Crude hazard ratios (HRs), compared with etanercept, before and after adjusting for these already-known confounding factors were 1.0 and 1.2 for tocilizumab, 1.1 and 1.1 for adalimumab, 1.4 and 1.3 for infliximab, 0.6 and 0.8 for certolizumab pegol, 0.9 and 1.0 for rituximab, and 0.9 and 1.2 for abatacept.

Stratifying by line of therapy, however, changed the results: HRs were no longer significantly different, compared with etanercept, for tocilizumab, adalimumab, and infliximab for most lines of therapy.

Indeed, while the risk for serious infection occurring with tocilizumab was 20% higher overall, compared with etanercept, that risk was actually lower if tocilizumab had been used as first- or fifth-line therapy (HRs for both, 0.9) but higher if it had been used as a third- or fourth-line therapy (HR of 1.4 for both).

“We often use tocilizumab as a second-line, third-line, or even fourth-line therapy, and if we don’t adjust for anything, we can have the impression that there are more infections with tocilizumab.
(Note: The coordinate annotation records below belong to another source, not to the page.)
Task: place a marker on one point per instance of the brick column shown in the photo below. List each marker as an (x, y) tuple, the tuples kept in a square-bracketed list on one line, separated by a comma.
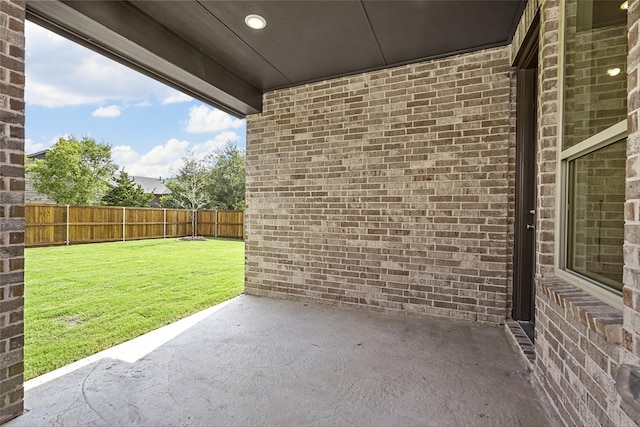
[(12, 15), (631, 278), (547, 137)]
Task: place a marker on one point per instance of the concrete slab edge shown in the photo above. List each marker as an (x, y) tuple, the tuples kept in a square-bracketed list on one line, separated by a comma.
[(132, 350)]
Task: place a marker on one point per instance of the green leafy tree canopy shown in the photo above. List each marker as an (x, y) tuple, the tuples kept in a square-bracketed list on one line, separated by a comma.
[(227, 185), (75, 172), (126, 193)]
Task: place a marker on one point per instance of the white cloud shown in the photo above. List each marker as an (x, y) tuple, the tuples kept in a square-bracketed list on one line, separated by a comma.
[(203, 119), (60, 73), (110, 111), (212, 145), (33, 147), (176, 97), (161, 160)]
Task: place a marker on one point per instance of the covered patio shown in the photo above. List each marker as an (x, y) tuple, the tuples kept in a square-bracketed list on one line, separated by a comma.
[(262, 361), (419, 174)]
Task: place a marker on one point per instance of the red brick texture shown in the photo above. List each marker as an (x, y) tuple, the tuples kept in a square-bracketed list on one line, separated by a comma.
[(389, 189), (11, 207)]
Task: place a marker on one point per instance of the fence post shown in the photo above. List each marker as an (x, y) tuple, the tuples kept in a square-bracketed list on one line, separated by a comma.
[(67, 225)]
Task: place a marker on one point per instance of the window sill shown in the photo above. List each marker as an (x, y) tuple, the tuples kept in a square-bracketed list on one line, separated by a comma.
[(599, 317)]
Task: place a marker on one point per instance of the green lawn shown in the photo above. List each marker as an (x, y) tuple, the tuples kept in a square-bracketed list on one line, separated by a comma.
[(83, 299)]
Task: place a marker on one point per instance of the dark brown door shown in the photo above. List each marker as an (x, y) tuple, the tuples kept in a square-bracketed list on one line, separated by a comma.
[(524, 249)]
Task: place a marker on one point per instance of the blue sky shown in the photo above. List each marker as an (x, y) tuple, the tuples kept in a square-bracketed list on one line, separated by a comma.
[(71, 90)]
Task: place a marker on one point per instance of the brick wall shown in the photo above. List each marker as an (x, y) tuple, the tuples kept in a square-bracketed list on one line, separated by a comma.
[(388, 189), (11, 207)]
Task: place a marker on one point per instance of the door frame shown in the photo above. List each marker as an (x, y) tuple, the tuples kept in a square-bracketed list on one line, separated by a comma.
[(523, 308)]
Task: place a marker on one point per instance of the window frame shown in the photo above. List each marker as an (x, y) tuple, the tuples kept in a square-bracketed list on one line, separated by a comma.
[(563, 156)]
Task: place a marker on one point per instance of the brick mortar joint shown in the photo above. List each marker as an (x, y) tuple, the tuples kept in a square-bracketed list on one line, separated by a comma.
[(599, 317)]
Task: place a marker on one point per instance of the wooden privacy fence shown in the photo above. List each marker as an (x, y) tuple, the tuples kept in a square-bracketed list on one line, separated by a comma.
[(50, 225)]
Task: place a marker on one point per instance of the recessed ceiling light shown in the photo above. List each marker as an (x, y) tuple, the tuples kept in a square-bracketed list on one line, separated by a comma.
[(256, 22), (613, 71)]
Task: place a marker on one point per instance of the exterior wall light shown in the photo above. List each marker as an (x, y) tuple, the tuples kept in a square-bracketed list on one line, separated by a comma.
[(256, 22)]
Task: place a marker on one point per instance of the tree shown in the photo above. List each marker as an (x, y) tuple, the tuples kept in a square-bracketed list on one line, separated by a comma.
[(126, 193), (227, 186), (75, 172), (188, 189)]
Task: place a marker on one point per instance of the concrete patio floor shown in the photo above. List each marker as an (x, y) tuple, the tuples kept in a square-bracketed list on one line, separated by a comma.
[(260, 361)]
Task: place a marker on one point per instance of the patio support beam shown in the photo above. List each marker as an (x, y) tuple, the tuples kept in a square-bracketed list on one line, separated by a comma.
[(123, 33)]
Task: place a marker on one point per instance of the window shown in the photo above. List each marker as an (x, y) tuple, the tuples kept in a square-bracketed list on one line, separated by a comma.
[(594, 140)]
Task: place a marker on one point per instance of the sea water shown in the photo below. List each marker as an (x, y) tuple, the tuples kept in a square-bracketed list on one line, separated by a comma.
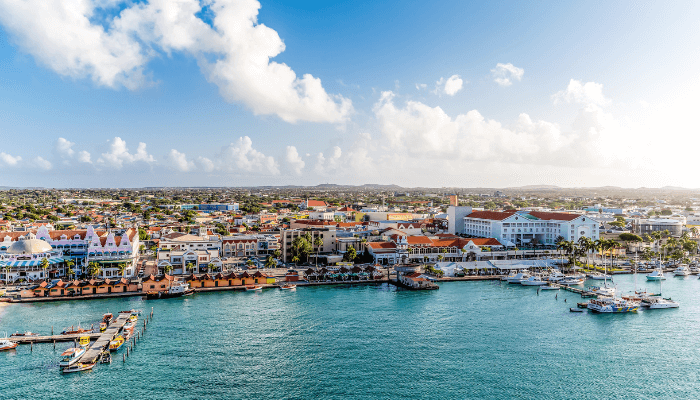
[(468, 340)]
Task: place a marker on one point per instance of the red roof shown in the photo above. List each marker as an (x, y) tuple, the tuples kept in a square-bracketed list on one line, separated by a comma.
[(554, 216), (492, 215)]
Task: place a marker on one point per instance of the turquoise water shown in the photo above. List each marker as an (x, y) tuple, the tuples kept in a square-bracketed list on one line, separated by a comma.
[(466, 340)]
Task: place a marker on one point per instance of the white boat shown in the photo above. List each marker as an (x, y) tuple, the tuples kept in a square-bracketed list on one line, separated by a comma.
[(550, 286), (599, 277), (534, 280), (657, 275), (71, 356), (78, 367), (602, 290), (569, 281), (656, 303), (682, 270), (7, 344), (612, 305), (522, 275)]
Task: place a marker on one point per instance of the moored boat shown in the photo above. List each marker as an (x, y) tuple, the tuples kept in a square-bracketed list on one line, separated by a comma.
[(71, 356), (78, 367)]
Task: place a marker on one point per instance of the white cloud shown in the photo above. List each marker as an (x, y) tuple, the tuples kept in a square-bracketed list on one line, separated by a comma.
[(241, 156), (505, 74), (294, 160), (9, 160), (449, 86), (582, 93), (178, 161), (234, 53), (119, 155), (41, 163)]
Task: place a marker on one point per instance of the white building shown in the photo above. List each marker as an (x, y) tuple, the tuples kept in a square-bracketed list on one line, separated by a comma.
[(525, 228)]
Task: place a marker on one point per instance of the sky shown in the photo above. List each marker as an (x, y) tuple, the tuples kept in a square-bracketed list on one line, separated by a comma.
[(109, 93)]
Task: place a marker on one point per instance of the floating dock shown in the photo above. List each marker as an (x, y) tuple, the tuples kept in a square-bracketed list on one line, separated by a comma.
[(95, 350)]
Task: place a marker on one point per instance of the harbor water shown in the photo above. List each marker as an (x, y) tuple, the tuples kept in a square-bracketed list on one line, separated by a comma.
[(468, 340)]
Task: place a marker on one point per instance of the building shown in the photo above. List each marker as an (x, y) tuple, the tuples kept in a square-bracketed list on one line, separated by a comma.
[(326, 234), (529, 228), (647, 226)]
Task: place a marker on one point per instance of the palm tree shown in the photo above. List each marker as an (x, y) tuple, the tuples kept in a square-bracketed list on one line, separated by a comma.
[(318, 242), (44, 264)]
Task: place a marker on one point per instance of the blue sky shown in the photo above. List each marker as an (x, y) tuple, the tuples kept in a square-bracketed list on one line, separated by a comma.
[(587, 91)]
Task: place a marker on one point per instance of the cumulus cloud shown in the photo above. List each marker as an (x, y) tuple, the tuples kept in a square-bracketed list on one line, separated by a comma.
[(119, 155), (505, 74), (582, 93), (41, 163), (449, 86), (9, 160), (241, 156), (234, 52), (178, 161), (294, 160)]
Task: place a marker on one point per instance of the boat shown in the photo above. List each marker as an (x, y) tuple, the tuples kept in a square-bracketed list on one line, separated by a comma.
[(25, 334), (602, 290), (656, 303), (71, 356), (78, 367), (116, 344), (571, 281), (534, 280), (74, 331), (550, 286), (7, 344), (178, 289), (612, 305), (522, 275), (682, 270), (656, 275)]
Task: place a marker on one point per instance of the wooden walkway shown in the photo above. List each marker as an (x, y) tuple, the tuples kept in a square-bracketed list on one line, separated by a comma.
[(95, 350), (53, 338)]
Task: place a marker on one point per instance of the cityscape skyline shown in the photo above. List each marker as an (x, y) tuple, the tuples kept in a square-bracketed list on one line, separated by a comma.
[(261, 94)]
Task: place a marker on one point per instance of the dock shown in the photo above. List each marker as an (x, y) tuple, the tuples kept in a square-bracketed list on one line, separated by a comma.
[(98, 346)]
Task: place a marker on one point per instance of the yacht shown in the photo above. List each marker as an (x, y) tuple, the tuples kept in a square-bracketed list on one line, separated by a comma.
[(571, 281), (534, 280), (602, 290), (657, 275), (656, 303), (682, 270), (612, 305), (522, 275), (71, 356)]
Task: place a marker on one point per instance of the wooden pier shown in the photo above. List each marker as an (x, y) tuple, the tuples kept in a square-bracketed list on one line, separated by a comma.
[(95, 350)]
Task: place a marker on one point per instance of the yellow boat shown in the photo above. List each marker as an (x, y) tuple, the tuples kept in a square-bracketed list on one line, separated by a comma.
[(115, 344)]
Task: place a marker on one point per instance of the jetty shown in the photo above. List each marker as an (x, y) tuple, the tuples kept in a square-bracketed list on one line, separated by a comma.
[(98, 346)]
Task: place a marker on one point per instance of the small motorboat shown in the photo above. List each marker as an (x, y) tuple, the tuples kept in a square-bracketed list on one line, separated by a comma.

But then, when we adjust for confounding factors and the line of therapy, we don’t have this anymore,” Dr. Lauper said.

“Line of therapy in itself is not a risk for serious infections,” she said in qualifying the conclusions that could be drawn from the study. “It may be a marker of the disease or some patient characteristic that is associated with a higher risk of infections.” Nevertheless, it should be taken into account when evaluating serious outcomes and possibly other safety and effectiveness outcomes.

“I understand concentrating on the hospitalized infections because the data are so much more robust,” observed consultant rheumatologist Jon Packham, BM, DM, of Haywood Hospital in Stoke-on-Trent, England, who chaired the session. He queried if there were any data on milder or just antibiotic-treated infections. At present, there aren’t those data to look at, Dr. Lauper responded, as this is something that’s difficult for registers to capture because doctors often do not log them in the databases.

There are also too few data on Janus kinase (JAK) inhibitors currently in the BSRBR-RA at present to be able to look at their rate of serious infection by line of therapy, Dr. Lauper noted. Because JAK inhibitors act on cytokines different from those affected by biologics for RA, there may be a difference there, but more data are needed on the JAK inhibitors before that question can be analyzed.

Dr. Lauper did not state having any disclosures. The BSRBR-RA is funded by the BSR via restricted income grants from several U.K. pharmaceutical companies, which has included or currently includes AbbVie, Celltrion, Hospira, Pfizer, UCB, Roche, Swedish Orphan Biovitrum, and Merck.